Transport Publication TP 13313 E
- Table of Contents
- Construction and Structural Strength
- Freeboard and Freeboard Marking
- Watertight &Watertight Integrity
- Water Freeing Arrangements
- Bilge Systems
- Fluid Systems
- Electrical Systems
- Steering Gear
- Fire Safety
- Life Saving and Emergency Equipment
- Communication Equipment
- Navigation Equipment
- Anchors and Cables
- Miscellaneous Marine Equipment
- Protection of Personnel
- Appendix A: Sample Stability Information Booklet
- Section 1: Operational Information
- Section 2: Technical Data and Loading Conditions
- Section 3: Reference Information
1.1 This Standard applies to all Canadian mono-hulled sail training vessels, measuring more than 15 m in length, which are engaged in sea activities on a commercial basis. Ships of smaller dimensions should comply with applicable provisions to the maximum practical extent. In addition to the provisions of this Standard, new ships of 24 length and over and existing ships of 150 tons gross and over, as defined in the International Convention on Load Lines, 1966, operating internationally should comply with the appropriate provisions of this Convention. This would not apply to ships solely navigating the Great Lakes of North America and the River St. Lawrence as far east as a rhumb line drawn from Cap des Rosiers to West Point, Anticosti Island, and, on the north side of Anticosti Island, the meridian of longitude 63 degrees W .
1.2 While this Standard applies to mono hulls, it can be used for other types of sail training vessels.
1.3 It is the responsibility of the owner to ensure that a ship to which this Standard applies is constructed, equipped and maintained in compliance with all provisions where appropriate.
1.4 This Standard does not apply to any ship on board which is any person who meets the definition of "Passenger" in the Canada Shipping Act.

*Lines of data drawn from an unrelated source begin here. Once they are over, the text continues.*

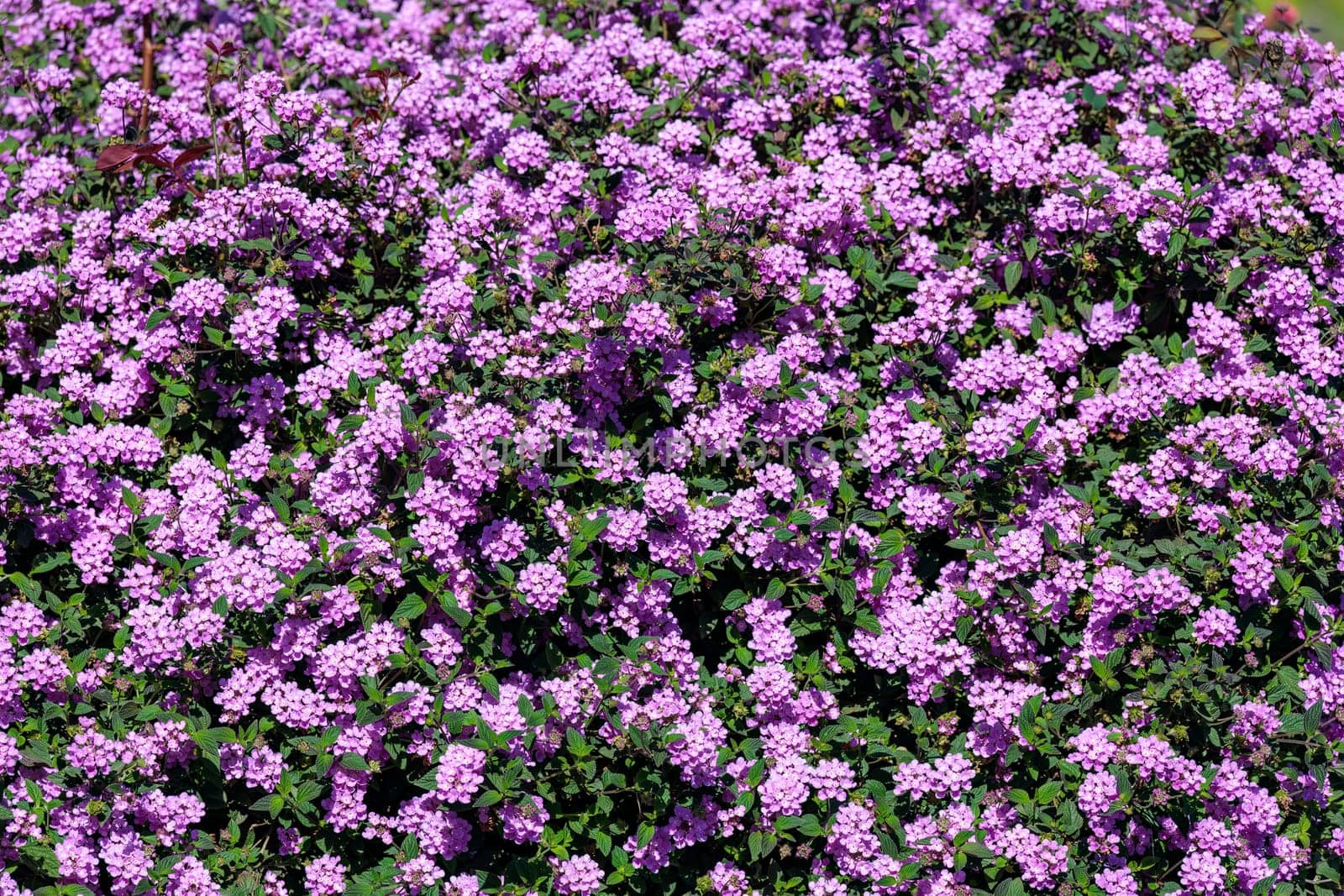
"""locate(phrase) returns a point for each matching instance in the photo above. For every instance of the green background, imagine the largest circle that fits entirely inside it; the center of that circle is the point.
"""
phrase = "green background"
(1324, 16)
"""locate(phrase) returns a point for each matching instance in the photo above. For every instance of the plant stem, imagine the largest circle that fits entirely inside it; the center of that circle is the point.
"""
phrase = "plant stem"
(147, 71)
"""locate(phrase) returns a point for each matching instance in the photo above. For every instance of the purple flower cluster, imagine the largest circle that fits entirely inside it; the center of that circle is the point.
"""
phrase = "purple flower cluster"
(743, 448)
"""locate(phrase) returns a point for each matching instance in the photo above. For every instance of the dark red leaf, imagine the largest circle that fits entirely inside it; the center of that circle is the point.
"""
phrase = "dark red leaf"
(114, 157)
(190, 156)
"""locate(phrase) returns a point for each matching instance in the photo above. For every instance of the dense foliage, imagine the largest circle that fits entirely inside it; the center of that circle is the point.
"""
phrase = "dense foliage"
(790, 446)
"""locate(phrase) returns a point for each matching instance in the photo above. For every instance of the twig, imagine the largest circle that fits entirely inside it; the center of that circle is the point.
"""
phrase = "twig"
(147, 71)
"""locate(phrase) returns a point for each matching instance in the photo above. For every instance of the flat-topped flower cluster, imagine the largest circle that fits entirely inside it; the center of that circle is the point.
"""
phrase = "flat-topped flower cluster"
(360, 369)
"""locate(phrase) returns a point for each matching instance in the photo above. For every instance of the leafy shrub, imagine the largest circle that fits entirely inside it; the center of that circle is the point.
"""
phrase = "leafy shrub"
(785, 448)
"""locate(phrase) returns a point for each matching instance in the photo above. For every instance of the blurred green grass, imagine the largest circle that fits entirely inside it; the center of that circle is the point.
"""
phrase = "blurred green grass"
(1324, 16)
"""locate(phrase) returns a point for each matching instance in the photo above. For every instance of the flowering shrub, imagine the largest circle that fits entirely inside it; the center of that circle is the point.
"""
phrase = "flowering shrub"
(726, 448)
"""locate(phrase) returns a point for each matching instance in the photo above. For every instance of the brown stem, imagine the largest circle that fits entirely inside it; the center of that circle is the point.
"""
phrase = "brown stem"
(147, 71)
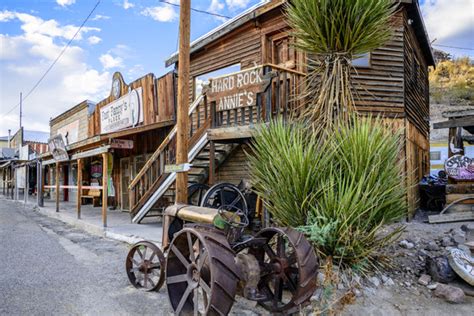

1.5 The owner of a ship should demonstrate to the satisfaction of Transport Canada, Marine Safety Directorate, that each person is required on board to handle the ship under sail and that each person has entered into a contractually binding agreement with the ship owner to serve in some capacity on the ship. Such persons are not legally considered passengers, and ships complying with the above provisions should be considered non-passenger ships.